Europen hits back on sustainable packaging charge

By Rory Harrington

- Last updated on GMT

Related tags Sustainable packaging Packaging and labeling Packaging

Europen hits back on sustainable packaging charge
The European Organization for Packaging and the Environment (Europen) has rejected the charge that the packaging sector hasn’t done enough to reach a consensus over what constitutes sustainable packing.

Julian Carroll, managing director of the body, said the packaging industry was undertaking a huge amount of work on the matter but added the complexity of the issue, as well as the disparate nature and number of industry sectors, meant it was just not possible to formulate a single definition.

The Europen chief was responding to a study published last week by PricewaterhouseCoopers entitled Sustainable packaging: threat or opportunity?​ The report warned that the pressure for more sustainable packaging was set to increase but that in order to influence the agenda, the packing sector must become more proactive in developing a harmonised definition of what sustainable packing is and how sustainability can be measured.

Ongoing work

Carroll said: “While many of the points the report contains are pertinent to the subject matter we are disappointed that the researches have failed to identify and portray an up-to-date picture of how the packaging value chain is presently managing this issue.

“Contrary to what the report suggests, there is a great deal of work already completed and further work in progress among packaging value chain companies on the issue of packaging and its place in the sustainability agenda.​”

In May 2009, the trade body, in conjunction with ECR Europe, published a guide for corporate decision makers entitled Packaging in the Sustainability Agenda​. Its contents were developed and endorsed by a group of major retailers, packaged goods manufacturers, packaging material suppliers and packaging manufacturers, such as Tetra Pak, STI Group and Ball Packaging Europe, said Carroll. The guide concluded there is no such thing as inherently sustainable packaging and instead sets out clear guidance and practical advice on how packaged goods companies can work to ensure that their packaging choices can contribute to the achievement of their corporate sustainability goals.

Consumer Goods Forum

A second major project to evaluate sustainable packaging was launched in late 2008 by the Consumer Goods Forum (CGF). The initiative aims to develop common definition and principles of metrics for packaging in the context of sustainable development. The goal of the project is to improve understanding and communication on the contribution of packaging to sustainable development. Europen and the US-based Sustainable Packaging Coalition are providing supporting technical information, added Carroll.

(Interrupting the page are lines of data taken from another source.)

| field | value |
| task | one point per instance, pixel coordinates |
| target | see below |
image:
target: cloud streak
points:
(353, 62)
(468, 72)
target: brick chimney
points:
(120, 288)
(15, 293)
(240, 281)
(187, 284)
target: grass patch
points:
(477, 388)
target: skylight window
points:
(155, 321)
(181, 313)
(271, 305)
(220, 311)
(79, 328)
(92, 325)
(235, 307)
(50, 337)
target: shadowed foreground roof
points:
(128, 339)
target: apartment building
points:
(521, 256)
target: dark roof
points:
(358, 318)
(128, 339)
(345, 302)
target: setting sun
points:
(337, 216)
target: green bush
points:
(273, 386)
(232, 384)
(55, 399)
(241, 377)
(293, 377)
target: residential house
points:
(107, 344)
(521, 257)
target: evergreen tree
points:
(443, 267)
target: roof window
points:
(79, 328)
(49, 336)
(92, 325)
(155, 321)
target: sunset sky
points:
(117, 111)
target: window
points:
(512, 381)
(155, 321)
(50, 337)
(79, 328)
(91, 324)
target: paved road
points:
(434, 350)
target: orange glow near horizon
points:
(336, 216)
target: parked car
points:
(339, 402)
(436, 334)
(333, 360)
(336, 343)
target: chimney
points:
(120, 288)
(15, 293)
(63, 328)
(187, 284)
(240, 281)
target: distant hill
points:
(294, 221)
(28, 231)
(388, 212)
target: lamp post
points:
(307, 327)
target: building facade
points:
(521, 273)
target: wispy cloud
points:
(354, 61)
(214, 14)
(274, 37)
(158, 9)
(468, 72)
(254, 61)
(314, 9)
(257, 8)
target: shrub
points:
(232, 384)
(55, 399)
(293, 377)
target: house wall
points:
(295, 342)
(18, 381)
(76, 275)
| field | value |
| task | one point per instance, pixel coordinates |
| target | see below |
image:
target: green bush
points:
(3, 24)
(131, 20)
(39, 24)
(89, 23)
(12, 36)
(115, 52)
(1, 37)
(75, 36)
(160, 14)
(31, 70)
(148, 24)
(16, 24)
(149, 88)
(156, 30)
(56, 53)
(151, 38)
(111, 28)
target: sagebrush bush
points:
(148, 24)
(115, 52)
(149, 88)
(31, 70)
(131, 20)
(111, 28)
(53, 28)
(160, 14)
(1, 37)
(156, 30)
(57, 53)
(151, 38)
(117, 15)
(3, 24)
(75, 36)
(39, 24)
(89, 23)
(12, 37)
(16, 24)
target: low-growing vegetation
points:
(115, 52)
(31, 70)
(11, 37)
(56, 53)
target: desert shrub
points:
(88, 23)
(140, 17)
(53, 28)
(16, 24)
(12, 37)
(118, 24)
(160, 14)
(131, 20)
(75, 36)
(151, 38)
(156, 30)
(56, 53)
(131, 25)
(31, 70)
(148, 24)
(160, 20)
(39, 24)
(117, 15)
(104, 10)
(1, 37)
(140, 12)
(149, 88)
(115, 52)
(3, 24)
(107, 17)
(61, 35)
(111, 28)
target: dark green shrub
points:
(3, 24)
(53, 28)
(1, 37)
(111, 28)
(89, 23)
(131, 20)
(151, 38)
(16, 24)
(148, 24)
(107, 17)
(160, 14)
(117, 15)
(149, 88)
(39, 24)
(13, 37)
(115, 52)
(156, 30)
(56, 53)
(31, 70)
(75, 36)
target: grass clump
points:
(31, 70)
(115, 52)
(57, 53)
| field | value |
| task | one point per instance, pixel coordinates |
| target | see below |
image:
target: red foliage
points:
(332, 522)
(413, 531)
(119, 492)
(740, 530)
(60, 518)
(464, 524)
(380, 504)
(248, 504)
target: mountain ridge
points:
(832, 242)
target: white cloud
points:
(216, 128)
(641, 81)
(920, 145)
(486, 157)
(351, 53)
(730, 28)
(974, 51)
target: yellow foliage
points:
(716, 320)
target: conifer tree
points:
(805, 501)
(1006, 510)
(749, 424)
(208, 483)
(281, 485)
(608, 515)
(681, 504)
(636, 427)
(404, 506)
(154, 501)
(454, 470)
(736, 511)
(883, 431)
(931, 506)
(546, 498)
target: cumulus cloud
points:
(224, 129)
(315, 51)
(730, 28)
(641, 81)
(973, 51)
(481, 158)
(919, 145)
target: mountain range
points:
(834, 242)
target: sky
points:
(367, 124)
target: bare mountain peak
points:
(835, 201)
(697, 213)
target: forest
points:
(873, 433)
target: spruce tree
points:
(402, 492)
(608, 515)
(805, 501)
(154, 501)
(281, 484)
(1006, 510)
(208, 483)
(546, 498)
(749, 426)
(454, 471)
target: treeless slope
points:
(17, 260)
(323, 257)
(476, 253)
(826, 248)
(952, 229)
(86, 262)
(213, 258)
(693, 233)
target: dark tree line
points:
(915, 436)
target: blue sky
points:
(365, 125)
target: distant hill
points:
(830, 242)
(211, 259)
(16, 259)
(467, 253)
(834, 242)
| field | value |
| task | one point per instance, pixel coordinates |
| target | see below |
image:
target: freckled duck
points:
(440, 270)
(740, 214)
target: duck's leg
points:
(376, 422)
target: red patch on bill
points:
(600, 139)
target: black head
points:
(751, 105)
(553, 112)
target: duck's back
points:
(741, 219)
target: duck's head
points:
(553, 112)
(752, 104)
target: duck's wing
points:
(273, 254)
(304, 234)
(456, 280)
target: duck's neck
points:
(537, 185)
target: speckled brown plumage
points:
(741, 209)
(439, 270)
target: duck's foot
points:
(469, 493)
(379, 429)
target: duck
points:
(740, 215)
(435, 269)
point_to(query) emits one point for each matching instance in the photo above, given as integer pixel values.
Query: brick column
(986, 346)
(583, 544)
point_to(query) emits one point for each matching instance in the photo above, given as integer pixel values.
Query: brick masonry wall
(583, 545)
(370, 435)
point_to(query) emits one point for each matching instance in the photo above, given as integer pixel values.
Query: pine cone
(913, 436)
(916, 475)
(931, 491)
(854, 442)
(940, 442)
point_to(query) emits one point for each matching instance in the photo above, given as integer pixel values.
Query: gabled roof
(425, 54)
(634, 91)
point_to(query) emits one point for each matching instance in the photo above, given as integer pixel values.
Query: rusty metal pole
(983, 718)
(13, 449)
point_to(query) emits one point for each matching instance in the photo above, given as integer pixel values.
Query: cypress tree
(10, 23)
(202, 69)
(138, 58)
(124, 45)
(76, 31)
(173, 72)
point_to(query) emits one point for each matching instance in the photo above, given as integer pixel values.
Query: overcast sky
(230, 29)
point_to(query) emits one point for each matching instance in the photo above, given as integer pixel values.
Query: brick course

The list of participants in the CGF’s Global Packaging Projects includes a host of world-leading players from the packaging sector, including Dupont, Tetra Pak, O-I, Crown Europe and Sealed Air. Manufacturing giants such as Nestle, Unilever, Coca-Cola and Kellogg have been joined by retailers like Walmart, Carrefour, Tesco and Kroger.

A fourth meeting of the working team took place last week in Toronto with over 70 delegates in attendance.

“To suggest that the packaging industry has no clear consensus about what constitutes sustainable packaging is, in the opinion of Europen, not supported by the present facts”,​ said Carroll. “Therefore Europen strongly recommends that PricewaterhouseCoopers researchers expand their research on this topic in order to present their clients with a more accurate and up-to-date appraisal of the current situation.”